The first time I traveled with NextTribe there was a woman on our trip who was brave enough to come alone even though she was still reeling from the shock of a personal loss a couple of months prior. Renée Brune says she made the decision to go after joining one of our Zoom calls, where she met some of the other women planning to go on the Troncones, Mexico, beach retreat, which NextTribe is offering in December with a twist—sessions on reinventing yourself with expert coaches. “At first I was afraid these were all women who knew each other and it would be cliquey, but when I said I was 60 and about to get divorced, everybody cheered. I could see all the personalities and I really wanted to give myself this gift.” she says.
I felt immediately embraced, and that I had friends there right away.
All of us gave her her space when she needed it, and gave her that oxytocin boost when she was ready for some support. “I felt I could participate or not, no obligations,” she says.
The change in her in just one week was striking.”I felt immediately embraced, and that I had friends there right away,” she continues. “One of the group was an executive from Phoenix, very pretty, and I thought, ‘Oh, she’s beautiful, she’s never going to want to talk to me.’ But then she came up to me in yoga class and we sat around the pool and she told me how she got through her divorce plus breast cancer. She was talking to me about forgiveness, and it was just a special bond,” she says.
Renée Brune enjoyed it so much that she signed up for another trip to spend time with her new-found friend. They’re both going on the San Miguel de Allende trip for Day of the Dead later this year (sorry, it’s sold out, but there’s one spot left for the following week). And since Renée works for REI and is an experienced hiker, she led one the NextTribe hiking trips to the top of a 14,000 ft mountain in Colorado in June.

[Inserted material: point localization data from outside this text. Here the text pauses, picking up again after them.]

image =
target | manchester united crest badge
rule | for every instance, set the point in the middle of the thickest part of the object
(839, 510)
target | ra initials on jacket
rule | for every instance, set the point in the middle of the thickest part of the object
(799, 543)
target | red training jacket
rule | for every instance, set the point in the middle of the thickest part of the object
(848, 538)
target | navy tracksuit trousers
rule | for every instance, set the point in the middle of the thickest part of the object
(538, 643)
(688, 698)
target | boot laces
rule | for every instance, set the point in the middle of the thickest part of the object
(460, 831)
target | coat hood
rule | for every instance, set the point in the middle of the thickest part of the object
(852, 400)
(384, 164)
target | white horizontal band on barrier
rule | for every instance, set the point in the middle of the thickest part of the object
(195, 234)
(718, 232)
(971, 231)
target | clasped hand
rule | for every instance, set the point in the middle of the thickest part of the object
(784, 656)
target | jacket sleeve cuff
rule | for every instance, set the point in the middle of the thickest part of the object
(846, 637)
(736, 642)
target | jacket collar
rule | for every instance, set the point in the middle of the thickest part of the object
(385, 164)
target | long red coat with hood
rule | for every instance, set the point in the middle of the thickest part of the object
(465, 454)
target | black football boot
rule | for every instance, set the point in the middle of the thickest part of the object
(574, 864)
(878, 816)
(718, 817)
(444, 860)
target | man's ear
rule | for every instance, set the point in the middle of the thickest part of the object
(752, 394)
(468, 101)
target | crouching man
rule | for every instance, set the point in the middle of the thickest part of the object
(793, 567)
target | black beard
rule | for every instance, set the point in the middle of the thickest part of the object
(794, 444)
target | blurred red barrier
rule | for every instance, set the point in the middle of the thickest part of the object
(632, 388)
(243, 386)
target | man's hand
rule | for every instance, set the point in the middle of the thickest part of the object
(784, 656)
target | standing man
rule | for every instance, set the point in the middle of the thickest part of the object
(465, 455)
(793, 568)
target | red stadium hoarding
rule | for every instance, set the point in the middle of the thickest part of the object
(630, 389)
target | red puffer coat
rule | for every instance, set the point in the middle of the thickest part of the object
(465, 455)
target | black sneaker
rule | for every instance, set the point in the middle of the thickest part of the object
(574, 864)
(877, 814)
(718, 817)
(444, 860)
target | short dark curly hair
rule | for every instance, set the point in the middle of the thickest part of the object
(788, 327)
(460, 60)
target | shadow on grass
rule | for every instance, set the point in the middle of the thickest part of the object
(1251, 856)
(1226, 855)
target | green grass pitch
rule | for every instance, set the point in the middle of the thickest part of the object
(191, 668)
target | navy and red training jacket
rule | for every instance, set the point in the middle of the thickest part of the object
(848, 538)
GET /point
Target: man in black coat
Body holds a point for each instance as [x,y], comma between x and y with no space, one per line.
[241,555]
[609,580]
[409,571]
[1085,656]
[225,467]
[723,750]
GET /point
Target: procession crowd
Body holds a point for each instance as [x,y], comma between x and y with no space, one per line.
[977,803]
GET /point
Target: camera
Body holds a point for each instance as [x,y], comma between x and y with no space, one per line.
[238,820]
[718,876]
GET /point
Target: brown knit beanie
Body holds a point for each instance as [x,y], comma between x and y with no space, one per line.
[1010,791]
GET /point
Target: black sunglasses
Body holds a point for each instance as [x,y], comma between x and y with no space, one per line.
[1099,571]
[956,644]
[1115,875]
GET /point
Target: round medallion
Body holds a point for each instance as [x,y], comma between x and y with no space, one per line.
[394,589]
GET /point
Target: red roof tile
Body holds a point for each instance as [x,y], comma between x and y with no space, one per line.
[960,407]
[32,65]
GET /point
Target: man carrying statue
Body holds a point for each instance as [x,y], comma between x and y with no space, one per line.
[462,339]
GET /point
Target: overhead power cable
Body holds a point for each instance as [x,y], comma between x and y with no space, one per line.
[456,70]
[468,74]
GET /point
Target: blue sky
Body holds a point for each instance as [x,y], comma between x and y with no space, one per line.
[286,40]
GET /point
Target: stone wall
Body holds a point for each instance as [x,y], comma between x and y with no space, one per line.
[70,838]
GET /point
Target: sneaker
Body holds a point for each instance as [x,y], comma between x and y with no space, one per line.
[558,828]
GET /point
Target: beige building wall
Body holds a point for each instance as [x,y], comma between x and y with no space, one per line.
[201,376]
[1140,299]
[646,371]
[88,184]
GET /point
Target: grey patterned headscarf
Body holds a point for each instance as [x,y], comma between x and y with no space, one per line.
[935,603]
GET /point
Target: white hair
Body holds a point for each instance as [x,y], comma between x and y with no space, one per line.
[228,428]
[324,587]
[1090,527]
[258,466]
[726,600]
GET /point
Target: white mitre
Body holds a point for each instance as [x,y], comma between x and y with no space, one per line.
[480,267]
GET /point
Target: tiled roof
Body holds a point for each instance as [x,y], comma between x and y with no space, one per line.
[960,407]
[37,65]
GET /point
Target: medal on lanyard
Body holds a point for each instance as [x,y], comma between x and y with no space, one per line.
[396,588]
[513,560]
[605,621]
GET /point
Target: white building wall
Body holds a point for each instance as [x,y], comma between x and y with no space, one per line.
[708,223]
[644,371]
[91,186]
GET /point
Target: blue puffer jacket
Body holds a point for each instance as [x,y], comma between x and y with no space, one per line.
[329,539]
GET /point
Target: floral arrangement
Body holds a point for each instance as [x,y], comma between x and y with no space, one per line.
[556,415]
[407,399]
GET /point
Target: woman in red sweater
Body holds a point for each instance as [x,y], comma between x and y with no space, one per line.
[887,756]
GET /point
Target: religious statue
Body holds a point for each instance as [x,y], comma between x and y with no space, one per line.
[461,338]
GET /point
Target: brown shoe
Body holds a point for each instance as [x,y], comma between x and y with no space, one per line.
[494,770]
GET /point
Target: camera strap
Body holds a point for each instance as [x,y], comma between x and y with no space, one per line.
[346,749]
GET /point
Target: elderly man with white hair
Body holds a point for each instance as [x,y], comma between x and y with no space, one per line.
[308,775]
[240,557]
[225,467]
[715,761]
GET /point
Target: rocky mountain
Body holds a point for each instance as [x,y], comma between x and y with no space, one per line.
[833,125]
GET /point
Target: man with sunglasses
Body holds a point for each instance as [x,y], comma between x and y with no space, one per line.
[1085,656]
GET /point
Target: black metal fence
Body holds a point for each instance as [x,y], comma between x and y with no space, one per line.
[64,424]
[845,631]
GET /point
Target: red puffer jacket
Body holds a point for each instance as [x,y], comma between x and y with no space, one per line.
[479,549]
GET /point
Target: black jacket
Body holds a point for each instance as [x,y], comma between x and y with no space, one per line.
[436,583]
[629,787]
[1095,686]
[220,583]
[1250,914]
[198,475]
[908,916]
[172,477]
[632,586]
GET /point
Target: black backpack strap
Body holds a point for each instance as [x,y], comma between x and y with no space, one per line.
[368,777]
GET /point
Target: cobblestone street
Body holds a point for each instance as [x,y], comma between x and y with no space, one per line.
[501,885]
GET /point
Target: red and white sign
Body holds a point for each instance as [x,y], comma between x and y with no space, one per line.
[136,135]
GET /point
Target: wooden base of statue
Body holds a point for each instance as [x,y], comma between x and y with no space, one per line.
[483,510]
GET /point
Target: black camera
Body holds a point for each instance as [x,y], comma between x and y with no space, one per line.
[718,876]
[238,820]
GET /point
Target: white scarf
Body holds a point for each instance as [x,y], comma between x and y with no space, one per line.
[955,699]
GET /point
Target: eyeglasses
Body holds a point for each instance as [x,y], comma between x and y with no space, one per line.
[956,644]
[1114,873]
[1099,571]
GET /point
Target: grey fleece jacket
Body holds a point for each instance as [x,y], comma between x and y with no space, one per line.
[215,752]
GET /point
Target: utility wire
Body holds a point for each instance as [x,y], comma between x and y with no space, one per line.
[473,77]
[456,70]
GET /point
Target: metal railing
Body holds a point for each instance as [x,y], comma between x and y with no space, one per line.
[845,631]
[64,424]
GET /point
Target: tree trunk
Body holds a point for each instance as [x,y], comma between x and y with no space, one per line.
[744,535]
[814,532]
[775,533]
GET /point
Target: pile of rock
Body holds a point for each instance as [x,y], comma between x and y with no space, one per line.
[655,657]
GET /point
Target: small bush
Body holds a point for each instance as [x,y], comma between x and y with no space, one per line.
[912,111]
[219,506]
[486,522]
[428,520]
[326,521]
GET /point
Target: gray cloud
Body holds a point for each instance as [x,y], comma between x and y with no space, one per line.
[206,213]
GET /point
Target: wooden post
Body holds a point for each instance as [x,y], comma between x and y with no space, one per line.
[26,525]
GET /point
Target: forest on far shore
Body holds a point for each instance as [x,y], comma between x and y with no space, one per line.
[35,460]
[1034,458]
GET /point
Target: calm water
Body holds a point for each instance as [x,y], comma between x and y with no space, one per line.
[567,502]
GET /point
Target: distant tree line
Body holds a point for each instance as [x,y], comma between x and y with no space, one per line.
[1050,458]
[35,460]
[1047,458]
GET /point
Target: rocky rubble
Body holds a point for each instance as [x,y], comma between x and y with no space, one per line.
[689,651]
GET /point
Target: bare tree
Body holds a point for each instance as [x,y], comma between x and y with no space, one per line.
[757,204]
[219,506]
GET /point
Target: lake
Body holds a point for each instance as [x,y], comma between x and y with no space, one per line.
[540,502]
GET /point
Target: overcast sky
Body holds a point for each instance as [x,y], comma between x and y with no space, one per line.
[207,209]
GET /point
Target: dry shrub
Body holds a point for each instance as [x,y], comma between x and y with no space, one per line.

The Troncones trip is so easygoing and popular, Wendy Levine signed up for it as her first trip with NextTribe, even though she’d never been to Mexico before. “My husband is a terrible travel companion,” she says. “His idea of going on a trip is to go somewhere and do nothing. I like to be doing things. I had never been on a trip with a bunch of strangers, or an all-women trip before. I had faith that I wouldn’t be the only one coming who didn’t know anyone and I was right. Now Bridget Morin, my roommate, will be on a trip with me again next year!”
Best of Both Worlds
Traveling with NextTribe seems to offer solo women travelers the best of both worlds: a group of women with common shared experiences of love and loss, triumph and tragedy, sickness and health. In this season of our lives, we have all earned the title of “wise women” because we’ve all paid our dues. The real testament to the value of these trips is how many women are repeat travelers, earning new stamps in their NextTribe passports (better than a pair of wings…a major discounted trip at the end of that rainbow!)
I had faith that I wouldn’t be the only one coming who didn’t know anyone and I was right.
So if you haven’t traveled with NextTribe yet, don’t let your lack of a travel companion stop you. Who knows? Your roommate just might become your best future travel companion.
As much as I love traveling with my husband, I can’t wait to go on another NextTribe trip, to meet and spend time with women I don’t know. Sometimes it’s even better when the other women aren’t your friends or family members. No history = no drama.
I read recently that people used to choose trips by destination and time of year. Now they’re choosing trips based on the experiences they’ll have. No matter where you go or how much you spend on a trip, connecting with women our age can be just the experience you’ve been waiting for.